« Robustness of speaker recognition systems ».
The defense will take place on 15th May at 14:30 at Centre d’Enseignement et de Recherche en Informatique (Ada Lovelace Auditorium).
PR. PAVEL Matejka, (Rapporteur), Brno University
PR. LARCHER Anthony, (Rapporteur), Informatique Le Mans Université
PR. BONASTRE Jean-Francois, (Examinateur), Avignon Université
PR. ILLINA Irina, (Examinatrice), Université de Lorraine-INRIA
PR. BARRAS Claude, (Examinateur), Informatique Vocapia Research
PR. LEFEVRE Fabrice, (Examinateur), Avignon Université
PR. ROUVIER Mickael , (Examinateur), Avignon Université
PR. MATROUF Driss, (Directeur de thèse), Avignon Université
Title: Robustness of DNN-based speaker recognition systems against environmental variabilities
Speaker recognition systems authenticate the identity of speakers from their speech utterances. In order to authenticate the identity of a claimed user, it is required to obtain a fixed-length compact speaker-discriminant representation for variable-length speech utterances known as speaker embeddings. The current speaker recognition systems are using DNNs to extract speaker embeddings. Despite the relative robustness of DNN-based speaker recognition systems, their performance degrades in the presence of acoustical variabilities such as additive noise and reverberation. There are three main groups of variabilities that reduce the performance of speaker recognition systems: internal (e.g. age, emotion, and stress), external (e.g. noise, reverberation, and distance), and content (e.g. language, and accent). The main theme of this thesis is robust DNN-based text-independent speaker recognition systems against additive noise and reverberation variabilities. The impact of variabilities can be addressed at the signal level, feature level, speaker embedding extractor, speaker embedding, and scoring adaptation techniques. The scope of our work is speaker embedding extractor and speaker embedding in two well-known and successful DNN-based speaker recognition systems: TDNN, and ResNet.
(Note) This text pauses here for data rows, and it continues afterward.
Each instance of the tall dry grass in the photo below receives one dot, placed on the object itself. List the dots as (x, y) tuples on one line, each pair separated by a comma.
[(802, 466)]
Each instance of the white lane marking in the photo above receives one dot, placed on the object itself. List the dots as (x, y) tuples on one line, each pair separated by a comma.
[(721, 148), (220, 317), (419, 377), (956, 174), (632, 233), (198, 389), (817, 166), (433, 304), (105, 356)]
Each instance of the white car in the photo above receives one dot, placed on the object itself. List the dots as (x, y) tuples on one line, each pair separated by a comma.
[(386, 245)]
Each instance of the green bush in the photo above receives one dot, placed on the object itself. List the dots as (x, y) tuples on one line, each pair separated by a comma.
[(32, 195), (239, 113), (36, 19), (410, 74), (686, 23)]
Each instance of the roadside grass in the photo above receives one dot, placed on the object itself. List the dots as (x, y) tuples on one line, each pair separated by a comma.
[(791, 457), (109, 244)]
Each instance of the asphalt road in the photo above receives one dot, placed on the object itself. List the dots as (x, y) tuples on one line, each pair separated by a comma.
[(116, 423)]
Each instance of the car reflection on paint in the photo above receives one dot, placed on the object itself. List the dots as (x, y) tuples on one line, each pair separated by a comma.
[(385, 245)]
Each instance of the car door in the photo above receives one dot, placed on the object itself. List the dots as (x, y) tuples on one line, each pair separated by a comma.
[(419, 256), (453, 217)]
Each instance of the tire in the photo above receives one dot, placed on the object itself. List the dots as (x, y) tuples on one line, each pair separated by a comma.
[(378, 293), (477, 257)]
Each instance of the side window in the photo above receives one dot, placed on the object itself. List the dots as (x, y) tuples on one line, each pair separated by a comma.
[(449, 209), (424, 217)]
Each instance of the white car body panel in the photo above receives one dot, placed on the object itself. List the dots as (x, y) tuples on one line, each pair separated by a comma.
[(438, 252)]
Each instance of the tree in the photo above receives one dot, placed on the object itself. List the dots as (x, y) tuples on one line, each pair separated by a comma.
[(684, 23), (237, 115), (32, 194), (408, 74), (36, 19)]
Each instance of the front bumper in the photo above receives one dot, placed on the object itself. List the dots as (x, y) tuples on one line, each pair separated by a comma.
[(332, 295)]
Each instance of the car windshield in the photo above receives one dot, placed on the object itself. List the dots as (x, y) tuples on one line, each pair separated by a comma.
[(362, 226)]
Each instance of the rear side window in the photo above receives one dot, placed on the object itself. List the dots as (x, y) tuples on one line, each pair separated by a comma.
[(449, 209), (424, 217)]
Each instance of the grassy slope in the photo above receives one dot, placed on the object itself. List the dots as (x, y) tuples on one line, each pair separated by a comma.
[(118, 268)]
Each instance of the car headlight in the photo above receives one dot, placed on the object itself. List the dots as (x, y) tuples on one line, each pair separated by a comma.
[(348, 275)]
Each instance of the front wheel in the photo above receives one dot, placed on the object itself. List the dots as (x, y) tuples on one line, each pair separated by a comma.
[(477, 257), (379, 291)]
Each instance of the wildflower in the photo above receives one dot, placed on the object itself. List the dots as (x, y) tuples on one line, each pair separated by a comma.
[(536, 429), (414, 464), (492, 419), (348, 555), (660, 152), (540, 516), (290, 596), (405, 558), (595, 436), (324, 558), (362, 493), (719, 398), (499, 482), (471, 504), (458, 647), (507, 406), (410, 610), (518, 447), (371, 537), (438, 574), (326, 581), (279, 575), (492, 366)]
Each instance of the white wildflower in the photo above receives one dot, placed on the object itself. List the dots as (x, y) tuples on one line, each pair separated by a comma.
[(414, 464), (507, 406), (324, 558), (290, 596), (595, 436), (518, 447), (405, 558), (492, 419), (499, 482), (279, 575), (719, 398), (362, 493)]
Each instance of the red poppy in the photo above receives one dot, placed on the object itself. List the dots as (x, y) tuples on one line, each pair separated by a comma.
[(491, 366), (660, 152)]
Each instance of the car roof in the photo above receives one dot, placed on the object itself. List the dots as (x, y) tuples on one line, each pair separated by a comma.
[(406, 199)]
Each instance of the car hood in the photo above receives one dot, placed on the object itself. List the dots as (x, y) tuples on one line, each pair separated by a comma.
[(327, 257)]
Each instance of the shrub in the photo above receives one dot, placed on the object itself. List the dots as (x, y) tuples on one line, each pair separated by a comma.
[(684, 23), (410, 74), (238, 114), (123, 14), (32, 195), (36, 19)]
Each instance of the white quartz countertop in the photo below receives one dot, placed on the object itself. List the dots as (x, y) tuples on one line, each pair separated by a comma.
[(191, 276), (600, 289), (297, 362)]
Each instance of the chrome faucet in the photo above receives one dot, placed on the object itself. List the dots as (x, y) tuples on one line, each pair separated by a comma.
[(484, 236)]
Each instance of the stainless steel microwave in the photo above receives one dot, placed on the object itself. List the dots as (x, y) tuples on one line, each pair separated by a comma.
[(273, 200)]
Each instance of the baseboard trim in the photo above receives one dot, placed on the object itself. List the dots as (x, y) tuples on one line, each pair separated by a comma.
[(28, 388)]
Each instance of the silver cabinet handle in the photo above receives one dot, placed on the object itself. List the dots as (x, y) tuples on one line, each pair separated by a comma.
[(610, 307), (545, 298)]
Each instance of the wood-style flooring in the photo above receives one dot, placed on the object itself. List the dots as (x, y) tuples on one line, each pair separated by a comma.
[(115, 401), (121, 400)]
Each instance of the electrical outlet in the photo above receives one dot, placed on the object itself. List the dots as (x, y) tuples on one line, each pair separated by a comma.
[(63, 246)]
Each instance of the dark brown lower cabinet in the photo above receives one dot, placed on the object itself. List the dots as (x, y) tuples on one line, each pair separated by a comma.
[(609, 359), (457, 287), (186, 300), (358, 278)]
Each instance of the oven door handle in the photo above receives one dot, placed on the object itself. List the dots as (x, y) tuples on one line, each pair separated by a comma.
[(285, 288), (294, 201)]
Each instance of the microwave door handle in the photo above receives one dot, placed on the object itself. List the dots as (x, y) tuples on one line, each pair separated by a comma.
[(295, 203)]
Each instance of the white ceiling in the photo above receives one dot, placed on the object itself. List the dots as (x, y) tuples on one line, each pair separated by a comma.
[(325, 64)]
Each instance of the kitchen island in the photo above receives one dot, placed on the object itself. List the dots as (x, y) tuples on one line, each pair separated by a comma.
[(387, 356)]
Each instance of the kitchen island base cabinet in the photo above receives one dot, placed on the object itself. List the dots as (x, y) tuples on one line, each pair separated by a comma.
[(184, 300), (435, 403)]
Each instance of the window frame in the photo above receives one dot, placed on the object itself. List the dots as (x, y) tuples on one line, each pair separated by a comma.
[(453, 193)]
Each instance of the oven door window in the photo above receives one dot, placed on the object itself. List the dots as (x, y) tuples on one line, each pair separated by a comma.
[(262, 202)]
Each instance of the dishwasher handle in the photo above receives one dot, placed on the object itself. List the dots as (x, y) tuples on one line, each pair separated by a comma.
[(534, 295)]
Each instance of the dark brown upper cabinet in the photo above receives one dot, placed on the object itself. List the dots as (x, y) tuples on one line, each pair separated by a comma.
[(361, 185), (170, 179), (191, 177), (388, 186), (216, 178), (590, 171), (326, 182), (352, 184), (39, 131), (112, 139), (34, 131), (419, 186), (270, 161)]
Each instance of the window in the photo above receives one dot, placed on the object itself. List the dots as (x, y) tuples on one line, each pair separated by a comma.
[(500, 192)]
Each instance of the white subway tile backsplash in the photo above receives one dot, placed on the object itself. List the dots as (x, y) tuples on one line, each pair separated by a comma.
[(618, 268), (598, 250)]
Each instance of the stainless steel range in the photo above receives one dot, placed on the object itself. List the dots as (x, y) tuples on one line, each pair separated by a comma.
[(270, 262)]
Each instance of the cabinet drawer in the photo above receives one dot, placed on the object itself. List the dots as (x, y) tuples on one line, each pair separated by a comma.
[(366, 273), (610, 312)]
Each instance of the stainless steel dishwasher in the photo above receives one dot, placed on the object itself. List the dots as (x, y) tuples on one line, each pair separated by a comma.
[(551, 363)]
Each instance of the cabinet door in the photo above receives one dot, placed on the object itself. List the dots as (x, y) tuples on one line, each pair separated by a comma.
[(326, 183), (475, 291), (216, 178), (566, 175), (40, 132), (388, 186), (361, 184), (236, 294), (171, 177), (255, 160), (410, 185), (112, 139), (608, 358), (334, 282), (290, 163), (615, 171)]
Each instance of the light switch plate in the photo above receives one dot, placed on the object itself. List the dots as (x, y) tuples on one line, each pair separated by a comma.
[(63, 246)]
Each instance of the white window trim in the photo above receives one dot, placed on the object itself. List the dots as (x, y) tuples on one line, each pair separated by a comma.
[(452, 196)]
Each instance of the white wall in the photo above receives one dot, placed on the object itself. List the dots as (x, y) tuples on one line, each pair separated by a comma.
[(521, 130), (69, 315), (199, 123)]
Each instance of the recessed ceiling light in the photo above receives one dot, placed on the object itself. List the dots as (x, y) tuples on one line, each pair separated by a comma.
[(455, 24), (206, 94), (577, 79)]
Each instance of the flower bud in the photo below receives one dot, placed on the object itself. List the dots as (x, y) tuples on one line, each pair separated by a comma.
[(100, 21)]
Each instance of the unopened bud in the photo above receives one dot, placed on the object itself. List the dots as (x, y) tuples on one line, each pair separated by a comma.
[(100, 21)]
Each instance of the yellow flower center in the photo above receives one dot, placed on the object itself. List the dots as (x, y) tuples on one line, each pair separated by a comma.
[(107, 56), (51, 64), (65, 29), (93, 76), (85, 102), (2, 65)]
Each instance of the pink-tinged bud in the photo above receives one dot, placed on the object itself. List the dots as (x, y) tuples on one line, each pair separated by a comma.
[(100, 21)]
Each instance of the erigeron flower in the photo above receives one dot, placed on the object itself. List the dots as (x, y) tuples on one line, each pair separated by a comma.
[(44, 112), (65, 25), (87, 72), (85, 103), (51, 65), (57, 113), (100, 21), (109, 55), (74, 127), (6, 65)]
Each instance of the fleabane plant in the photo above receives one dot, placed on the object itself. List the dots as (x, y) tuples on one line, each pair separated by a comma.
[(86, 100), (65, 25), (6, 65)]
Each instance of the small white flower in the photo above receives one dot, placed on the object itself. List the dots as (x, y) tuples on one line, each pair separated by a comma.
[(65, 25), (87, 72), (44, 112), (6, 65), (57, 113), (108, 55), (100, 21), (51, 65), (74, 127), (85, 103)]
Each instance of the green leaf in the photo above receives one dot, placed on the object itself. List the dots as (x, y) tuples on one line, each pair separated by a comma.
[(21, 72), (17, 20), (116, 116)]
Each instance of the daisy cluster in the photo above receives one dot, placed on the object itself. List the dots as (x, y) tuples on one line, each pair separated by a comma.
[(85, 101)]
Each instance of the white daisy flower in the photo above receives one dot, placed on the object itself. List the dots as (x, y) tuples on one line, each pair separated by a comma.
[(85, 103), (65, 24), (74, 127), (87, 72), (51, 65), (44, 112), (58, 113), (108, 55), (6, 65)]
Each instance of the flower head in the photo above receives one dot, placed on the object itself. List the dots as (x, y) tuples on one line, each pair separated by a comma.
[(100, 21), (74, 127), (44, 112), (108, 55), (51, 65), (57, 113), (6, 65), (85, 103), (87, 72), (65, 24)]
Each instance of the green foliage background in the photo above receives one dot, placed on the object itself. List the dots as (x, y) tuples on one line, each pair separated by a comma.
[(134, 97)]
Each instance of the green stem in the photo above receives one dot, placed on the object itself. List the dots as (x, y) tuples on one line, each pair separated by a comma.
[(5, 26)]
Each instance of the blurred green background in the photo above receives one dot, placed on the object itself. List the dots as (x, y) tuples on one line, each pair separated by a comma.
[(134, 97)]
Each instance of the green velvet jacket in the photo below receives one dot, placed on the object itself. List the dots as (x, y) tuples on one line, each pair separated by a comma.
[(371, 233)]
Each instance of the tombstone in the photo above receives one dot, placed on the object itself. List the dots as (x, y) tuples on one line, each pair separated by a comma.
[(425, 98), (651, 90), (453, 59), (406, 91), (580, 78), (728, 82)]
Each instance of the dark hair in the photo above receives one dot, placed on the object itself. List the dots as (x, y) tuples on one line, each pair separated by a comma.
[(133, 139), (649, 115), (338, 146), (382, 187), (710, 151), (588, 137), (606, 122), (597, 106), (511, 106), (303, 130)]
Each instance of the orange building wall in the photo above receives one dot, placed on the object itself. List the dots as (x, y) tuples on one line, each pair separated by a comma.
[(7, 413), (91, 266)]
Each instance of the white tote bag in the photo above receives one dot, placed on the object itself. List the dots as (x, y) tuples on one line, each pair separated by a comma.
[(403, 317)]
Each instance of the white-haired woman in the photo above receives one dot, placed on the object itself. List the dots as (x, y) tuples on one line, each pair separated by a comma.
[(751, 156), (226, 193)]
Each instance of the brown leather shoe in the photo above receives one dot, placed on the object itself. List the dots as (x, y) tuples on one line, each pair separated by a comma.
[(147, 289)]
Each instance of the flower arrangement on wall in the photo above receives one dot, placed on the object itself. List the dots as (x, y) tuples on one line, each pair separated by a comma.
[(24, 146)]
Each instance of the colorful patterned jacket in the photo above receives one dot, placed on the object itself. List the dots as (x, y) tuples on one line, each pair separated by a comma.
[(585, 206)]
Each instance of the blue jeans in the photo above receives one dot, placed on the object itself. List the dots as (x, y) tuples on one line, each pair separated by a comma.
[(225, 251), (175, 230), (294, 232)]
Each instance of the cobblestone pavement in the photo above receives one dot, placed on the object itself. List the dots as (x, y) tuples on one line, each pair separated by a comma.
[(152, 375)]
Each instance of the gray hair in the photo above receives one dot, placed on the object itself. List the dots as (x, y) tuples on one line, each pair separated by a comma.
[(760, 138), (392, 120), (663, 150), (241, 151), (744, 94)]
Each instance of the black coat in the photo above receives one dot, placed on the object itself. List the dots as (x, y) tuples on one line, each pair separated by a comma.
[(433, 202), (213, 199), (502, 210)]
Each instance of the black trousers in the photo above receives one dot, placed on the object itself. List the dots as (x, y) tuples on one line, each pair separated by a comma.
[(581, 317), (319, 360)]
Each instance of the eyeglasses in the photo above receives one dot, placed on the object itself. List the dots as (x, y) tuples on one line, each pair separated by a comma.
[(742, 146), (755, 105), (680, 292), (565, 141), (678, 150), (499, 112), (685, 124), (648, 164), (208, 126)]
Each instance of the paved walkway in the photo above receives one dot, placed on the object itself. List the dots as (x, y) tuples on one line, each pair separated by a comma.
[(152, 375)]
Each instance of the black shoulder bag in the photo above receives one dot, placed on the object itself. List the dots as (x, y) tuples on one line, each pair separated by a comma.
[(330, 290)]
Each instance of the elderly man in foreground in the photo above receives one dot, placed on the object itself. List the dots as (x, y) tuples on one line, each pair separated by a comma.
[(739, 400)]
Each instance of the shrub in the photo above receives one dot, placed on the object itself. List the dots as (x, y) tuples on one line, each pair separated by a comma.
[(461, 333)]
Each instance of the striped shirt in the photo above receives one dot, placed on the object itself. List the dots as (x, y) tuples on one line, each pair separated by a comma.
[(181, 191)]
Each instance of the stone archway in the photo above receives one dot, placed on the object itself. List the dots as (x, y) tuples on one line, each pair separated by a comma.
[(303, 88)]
The first part of our work (Chapter 5) is on proposing several noise compensation DAEs (Stacked DAE, Gaussian DAE) that perform a transformation between pairs of distorted/clean speaker embeddings extracted from the TDNN system. The Stacked DAE is composed of several DAEs where each DAE receives as input the output of its predecessor DAE concatenated with the difference between noisy speaker embeddings and its predecessors’ output. The noise compensation modules are tested in the case of additive noise (unseen noises, specific noise), early reverberation, and late reverberation distortions. We show a significant improvement of equal error rate in all cases ranging from 20% to 76% relative gain of equal error rate. In this part, we proposed two configurations in the case of having several acoustical distortions.
In the second part of our work (Chapter 6), the behavior of the ResNet speaker recognition system against noise and reverberation was explored and compared with the TDNN system. Also, we investigate the noise compensation on ResNet speaker embeddings in two cases: 1) compensation of artificial noise with artificial data, and 2) compensation of real noise with artificial data. The second case is the most desired scenario because it makes noise compensation affordable without having real data to train denoising techniques. The experimental results show that in the first scenario noise compensation gives significant improvement with TDNN while this improvement in ResNet is not significant. In the second scenario, we achieved a 15% improvement of EER over the VoiCes Eval challenge in both TDNN and ResNet systems. In most cases, the performance of ResNet without compensation is superior to TDNN with noise compensation.
In the next part (Chapter 7), we move towards learning noise-robust speaker embedding extractors. We propose two ResNet-based speaker recognition systems that make the speaker embedding more robust against additive noise and reverberation. The goal of the proposed systems is to extract speaker embeddings in noisy environments that are close to their corresponding speaker embedding in a clean environment. The first proposed system learns the same distribution for both noisy and clean environments. The second proposed system shifts the noisy speaker embeddings towards the distribution of the best-obtained system in a clean environment. In different situations with real and artificial noises and reverberation conditions, the modified systems outperform the baseline ResNet system. The proposed systems are tested with four evaluation protocols. In the presence of artificial noise and reverberation, we achieved a 19% improvement in EER. The main advantage of the proposed systems is their efficiency against real noise and reverberation. In the presence of real noise and reverberation, we achieved a 15% improvement in EER.
In the last part of our work (Chapter 8), we proposed a noise-robust self-supervised ResNet speaker recognition system based on the Barlow Twins loss function. The Barlow Twins objective function tries to optimize two criteria: Firstly, it increases the similarity between two versions of the same signal (i.e. the clean and its augmented noisy version) to make the speaker embedding invariant to the acoustic noise. Secondly, it reduces the redundancy between the dimensions of the speaker embeddings which improves the overall quality of speaker embeddings. The experimental results on the Fabiole corpus show a 22% relative gain in terms of EER in clean environments and an 18% improvement in the presence of noise with low SNR and reverberation.